IÑIGO A. R. / Periódico Diagonal

Y el capitalismo financiero llegó al fútbol. En realidad ya había llegado hace años, pero con el aterrizaje en España de los fondos de inversión ha alcanzado su máxima expresión. Estos fondos son empresas dedicadas a comprar derechos de futbolistas, pero no para traspasarlos en ese momento, si no para dejarlos en su propio equipo el tiempo necesario para que se revaloricen y, entonces sí, obtener una plusvalía con su venta. Mientras más joven sea el prometedor futbolista, menor será su valor, más margen de mejora tendrá, y también más margen de beneficio. La especulación de toda la vida, sí, pero el fútbol tiene peculiaridades. Una de ellas es la contradicción propia de las Sociedades Anónimas Deportivas: en un lado, unos aficionados convertidos en consumidores sin poder de decisión, que aspiran a ver algún día a esos jóvenes dándoles éxitos deportivos; en el otro, los dueños de la SAD, cuyos objetivos entienden de euros y no de goles.

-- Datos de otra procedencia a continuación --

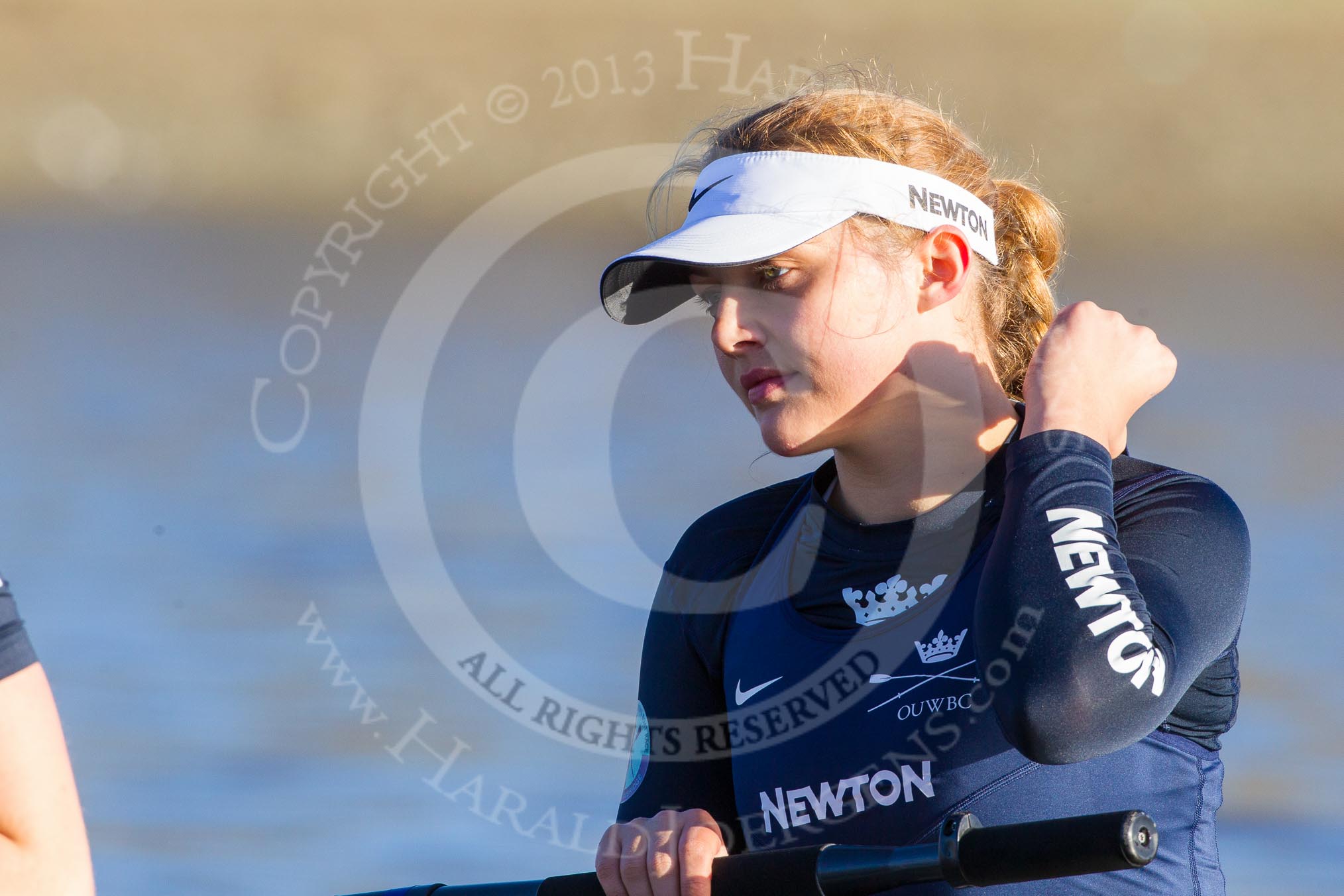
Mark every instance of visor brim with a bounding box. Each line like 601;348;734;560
601;209;854;324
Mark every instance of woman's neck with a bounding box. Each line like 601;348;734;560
826;394;1019;526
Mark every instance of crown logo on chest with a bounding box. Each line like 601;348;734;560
840;572;948;626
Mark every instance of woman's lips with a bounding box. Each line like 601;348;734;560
748;376;783;404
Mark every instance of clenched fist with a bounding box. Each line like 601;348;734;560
1021;301;1176;457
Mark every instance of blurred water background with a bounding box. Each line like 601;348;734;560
0;0;1344;895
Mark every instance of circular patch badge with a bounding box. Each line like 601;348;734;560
621;700;651;803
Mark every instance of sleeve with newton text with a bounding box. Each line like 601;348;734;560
974;430;1250;764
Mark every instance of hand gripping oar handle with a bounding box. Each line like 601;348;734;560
336;810;1157;896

La soberanía del fútbol nos la robaron hace tiempo, el problema ya existía, pero con estos fondos de inversión el secuestro del fútbol da un paso más. Tomemos como ejemplo a Doyen Group (un fondo de inversión que ya tiene relaciones de patrocinio con Atlético de Madrid, Getafe, y Sporting de Gijón) e imaginemos que es dueño de Falcao, Adrián, Reyes y Arda Turan. En esa situación, ¿Quién tiene el poder en el equipo? ¿No podría esta empresa obligar a fichar jugadores de su propiedad o a tomar otras decisiones contrarias al interés de sus seguidores a cambio de mantener en el equipo a sus jugadores?

Cambiemos Atlético por PSOE, Doyen por BBVA, y a los futbolistas por miles de millones de euros, y obtendremos las razones por las que esta democracia está tan secuestrada como el propio fútbol.

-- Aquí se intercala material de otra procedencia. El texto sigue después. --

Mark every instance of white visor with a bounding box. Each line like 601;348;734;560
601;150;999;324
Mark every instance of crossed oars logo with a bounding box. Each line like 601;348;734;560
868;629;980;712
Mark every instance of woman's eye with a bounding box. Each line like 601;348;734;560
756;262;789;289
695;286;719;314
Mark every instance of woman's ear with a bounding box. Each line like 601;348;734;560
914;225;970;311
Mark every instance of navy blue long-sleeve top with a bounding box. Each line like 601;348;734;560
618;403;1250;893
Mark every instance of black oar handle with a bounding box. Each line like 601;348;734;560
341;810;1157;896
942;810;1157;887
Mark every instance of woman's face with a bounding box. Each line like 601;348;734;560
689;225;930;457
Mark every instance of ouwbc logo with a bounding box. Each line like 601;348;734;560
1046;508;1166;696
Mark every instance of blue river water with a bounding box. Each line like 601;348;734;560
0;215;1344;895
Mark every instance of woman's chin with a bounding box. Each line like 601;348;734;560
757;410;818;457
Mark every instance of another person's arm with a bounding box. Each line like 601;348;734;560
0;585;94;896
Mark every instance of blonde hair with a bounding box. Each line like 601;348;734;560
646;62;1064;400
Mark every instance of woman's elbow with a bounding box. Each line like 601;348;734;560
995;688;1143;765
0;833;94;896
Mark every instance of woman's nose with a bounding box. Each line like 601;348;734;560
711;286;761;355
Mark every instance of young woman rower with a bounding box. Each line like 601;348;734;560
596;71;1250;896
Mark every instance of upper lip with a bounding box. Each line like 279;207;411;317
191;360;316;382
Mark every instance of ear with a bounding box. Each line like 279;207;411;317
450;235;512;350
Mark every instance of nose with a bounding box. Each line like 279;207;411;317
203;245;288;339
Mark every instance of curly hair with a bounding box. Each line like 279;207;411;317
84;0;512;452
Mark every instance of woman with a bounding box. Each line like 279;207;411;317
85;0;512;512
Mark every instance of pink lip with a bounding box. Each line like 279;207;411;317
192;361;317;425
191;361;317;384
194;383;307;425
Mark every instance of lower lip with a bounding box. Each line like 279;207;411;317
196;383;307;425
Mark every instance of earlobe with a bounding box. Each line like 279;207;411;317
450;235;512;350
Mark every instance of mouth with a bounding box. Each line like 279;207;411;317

Publicado en Diagonal, periódico quincenal de actualidad crítica, nº 163.

One Response to Soberanía alienada

  1. Txema says:

    Leer este tipo de cosas me dan asco, de verdad. Me recuerda a cuando en categorías inferiores -y me refiero a chavales- los clubes no dejaban que los guajes se fuesen a pesar de no dejar que jugasen, sólo por rencillas personales o por no dejar que otro club pudiese poner a jugar a ese chaval. Y mientras los chavales jodidos sin poder disfrutar del fútbol o por otro lado, como algún club más grande como Mareo, fichaba a chavales que prometían mucho en sus equipos para dejarlos en el banquillo con toda su ilusión mandada a la mierda.
    Lo dicho, puto asco con estas cosas, pero ninguna sorpresa por otra parte.